HABİP EKSİK (Devamla) - Teşekkürler Sayın Başkan.
O açıdan, şunu özellikle belirtmekte fayda var: Sorunları ıskalayan, tamamıyla yönetimi daha da baskılayan, denetimi artıran ve bunu da sadece bir merkez olarak saraya doğru yönelten bir tarzın olması doğru değildir. Burada olması gereken şu: Kooperatifleri ya da birlikleri daha demokratik, iç mekanizmasını ortaya koyan, kendi meclisini yürüten bir tarza dönüştürmek lazım, bunun önünü açmak lazım.
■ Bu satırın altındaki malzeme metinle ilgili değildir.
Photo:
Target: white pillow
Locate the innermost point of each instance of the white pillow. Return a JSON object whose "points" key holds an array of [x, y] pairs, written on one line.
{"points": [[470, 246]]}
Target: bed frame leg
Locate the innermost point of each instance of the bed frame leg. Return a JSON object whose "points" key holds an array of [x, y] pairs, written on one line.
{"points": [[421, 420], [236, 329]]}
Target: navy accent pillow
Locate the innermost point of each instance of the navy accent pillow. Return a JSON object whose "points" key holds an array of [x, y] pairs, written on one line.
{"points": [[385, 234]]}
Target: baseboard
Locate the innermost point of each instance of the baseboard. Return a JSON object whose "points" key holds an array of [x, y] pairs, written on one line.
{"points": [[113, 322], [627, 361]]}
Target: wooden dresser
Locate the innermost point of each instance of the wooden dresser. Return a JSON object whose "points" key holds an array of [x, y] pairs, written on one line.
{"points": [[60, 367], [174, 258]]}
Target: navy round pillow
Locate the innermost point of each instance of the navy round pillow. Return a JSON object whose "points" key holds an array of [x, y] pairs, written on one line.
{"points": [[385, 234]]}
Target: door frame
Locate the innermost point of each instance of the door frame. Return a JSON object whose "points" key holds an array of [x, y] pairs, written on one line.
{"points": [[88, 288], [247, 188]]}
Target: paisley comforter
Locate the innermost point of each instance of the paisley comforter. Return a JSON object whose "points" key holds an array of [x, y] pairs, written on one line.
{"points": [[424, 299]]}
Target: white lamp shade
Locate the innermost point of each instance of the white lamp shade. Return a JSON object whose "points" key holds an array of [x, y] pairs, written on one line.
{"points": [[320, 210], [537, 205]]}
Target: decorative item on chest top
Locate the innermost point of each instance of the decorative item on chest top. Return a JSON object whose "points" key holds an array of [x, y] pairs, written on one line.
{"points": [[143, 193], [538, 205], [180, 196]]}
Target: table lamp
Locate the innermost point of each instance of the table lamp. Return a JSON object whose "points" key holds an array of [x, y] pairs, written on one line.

Mesela, elektronik olarak katılımın olması doğru bir yaklaşımdır ama diğer sorunlara çözüm bulma noktasında kesinlikle doğru değil; birçok sorunu çözemiyor, birçok soruna cevap olmuyor, her zamanki gibi Ak Parti iktidarının sorunları ıskalayan bir tarzı vardır.
HDP, gerçekten, demokratik kooperatifçiliği, birliği oluşturacak bir tarzda iktidara gelecektir, o zaman bu sorunları çözecektir diyorum.
(Mikrofon otomatik cihaz tarafından kapatıldı)
HABİP EKSİK (Devamla) - Teşekkür ediyorum. (HDP sıralarından alkışlar)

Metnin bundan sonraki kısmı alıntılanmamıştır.